The Earth's crust is the top 1% of the planet in mass (and the atmosphere about 0.01% of the the crust).  Carbon is actually a pretty rare element in the crust, about 0.02%, while oxygen + silicon comprises ¾ of the crust. In total there should be something on the order of 100 petaton of carbon, which is plenty, but also abstract because the vast majority is inaccessible to living things (including humans) and non-living processes.

Actual biomass is much smaller, in the order of gigatons (millionths of petatons). Our World in Data made a prettier version of a PNAS study of total biomass (measured in carbon).



So measured in biomass, life is largely plants, and to be specific trees, and even more specific wood. But wood is just scaffolding, the living, growing cells of a tree live in the thin layer below the bark, as well as in the leaves.

Then again, plants since the very beginning have been extremely good at fixing carbon, from oceans, atmosphere and soil. From CH₄ to CO₂, from CO₂ to O₂. That has had far greater impact on the surface of our planet than anything we animals have done. 

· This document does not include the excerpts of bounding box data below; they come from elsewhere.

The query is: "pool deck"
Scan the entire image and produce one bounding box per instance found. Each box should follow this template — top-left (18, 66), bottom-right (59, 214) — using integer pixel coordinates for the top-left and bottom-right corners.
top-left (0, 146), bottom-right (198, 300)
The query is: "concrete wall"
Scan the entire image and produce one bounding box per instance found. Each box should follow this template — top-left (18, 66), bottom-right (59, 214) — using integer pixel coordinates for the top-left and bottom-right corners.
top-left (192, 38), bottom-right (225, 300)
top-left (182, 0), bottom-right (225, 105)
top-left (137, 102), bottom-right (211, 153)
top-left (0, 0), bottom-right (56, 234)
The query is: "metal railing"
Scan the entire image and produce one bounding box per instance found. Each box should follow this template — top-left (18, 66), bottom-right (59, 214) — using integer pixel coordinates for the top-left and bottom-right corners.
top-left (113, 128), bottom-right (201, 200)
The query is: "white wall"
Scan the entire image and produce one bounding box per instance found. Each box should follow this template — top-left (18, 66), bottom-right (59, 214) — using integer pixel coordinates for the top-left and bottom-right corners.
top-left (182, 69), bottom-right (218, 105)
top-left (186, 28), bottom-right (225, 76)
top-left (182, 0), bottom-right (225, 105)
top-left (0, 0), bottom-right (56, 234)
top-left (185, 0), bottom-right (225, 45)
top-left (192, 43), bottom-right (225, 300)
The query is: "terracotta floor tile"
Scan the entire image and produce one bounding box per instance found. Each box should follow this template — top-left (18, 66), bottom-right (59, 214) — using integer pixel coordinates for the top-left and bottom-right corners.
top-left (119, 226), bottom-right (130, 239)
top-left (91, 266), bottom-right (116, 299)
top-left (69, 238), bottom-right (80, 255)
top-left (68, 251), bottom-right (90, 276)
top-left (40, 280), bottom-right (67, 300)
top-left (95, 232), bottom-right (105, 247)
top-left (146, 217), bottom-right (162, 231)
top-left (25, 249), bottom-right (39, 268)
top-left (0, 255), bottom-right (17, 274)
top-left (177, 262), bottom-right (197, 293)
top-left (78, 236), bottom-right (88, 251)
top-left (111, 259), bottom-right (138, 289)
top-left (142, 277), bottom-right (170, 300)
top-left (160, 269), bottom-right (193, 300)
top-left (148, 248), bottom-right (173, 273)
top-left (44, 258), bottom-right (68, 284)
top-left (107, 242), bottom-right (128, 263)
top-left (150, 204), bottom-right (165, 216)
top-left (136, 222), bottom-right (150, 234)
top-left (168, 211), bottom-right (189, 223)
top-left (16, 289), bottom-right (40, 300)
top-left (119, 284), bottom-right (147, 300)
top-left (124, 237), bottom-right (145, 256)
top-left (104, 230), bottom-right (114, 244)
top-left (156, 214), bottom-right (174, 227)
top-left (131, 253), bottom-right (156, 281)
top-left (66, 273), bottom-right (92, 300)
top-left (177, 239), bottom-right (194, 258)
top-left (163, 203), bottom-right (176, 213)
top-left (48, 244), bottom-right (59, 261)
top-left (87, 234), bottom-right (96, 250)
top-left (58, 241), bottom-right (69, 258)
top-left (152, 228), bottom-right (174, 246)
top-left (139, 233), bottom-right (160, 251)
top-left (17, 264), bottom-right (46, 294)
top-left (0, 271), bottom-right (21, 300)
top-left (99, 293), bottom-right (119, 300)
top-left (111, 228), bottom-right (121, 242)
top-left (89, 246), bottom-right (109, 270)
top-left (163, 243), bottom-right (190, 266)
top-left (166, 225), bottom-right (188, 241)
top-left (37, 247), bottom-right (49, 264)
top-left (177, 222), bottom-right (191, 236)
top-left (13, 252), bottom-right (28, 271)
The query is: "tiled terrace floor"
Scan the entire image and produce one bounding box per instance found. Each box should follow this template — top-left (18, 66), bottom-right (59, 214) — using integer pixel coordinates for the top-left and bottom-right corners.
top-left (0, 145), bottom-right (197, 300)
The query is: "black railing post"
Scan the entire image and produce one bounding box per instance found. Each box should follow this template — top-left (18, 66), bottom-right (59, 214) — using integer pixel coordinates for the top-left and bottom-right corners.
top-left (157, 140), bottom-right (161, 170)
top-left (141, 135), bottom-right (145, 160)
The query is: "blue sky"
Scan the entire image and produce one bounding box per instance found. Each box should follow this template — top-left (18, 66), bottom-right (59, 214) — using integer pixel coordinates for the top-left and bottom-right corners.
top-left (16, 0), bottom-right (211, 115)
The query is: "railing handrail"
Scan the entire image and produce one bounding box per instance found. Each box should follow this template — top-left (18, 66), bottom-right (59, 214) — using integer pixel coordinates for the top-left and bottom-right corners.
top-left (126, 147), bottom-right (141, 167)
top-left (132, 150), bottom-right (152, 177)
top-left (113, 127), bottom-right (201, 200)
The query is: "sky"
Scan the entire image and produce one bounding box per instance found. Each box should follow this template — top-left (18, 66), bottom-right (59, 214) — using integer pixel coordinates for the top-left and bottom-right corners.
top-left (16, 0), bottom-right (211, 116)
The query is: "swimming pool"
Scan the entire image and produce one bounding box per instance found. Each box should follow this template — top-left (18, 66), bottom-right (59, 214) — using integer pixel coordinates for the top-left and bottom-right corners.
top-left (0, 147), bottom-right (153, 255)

https://youtu.be/qERdL8uHSgI

And of course, like today's trees, they have fixed carbon for hundreds of millions of year, creating our massive stores of fossil carbon. Accessible carbon is easily hundred times more than the carbon bound up in currently living. If we look all the living things and piled them up, they would make a heap of about 200 km³, the size of a medium-sized mountain (or a very large mine). We also consist of a lot of water, enough to create a nice lake by that mountain.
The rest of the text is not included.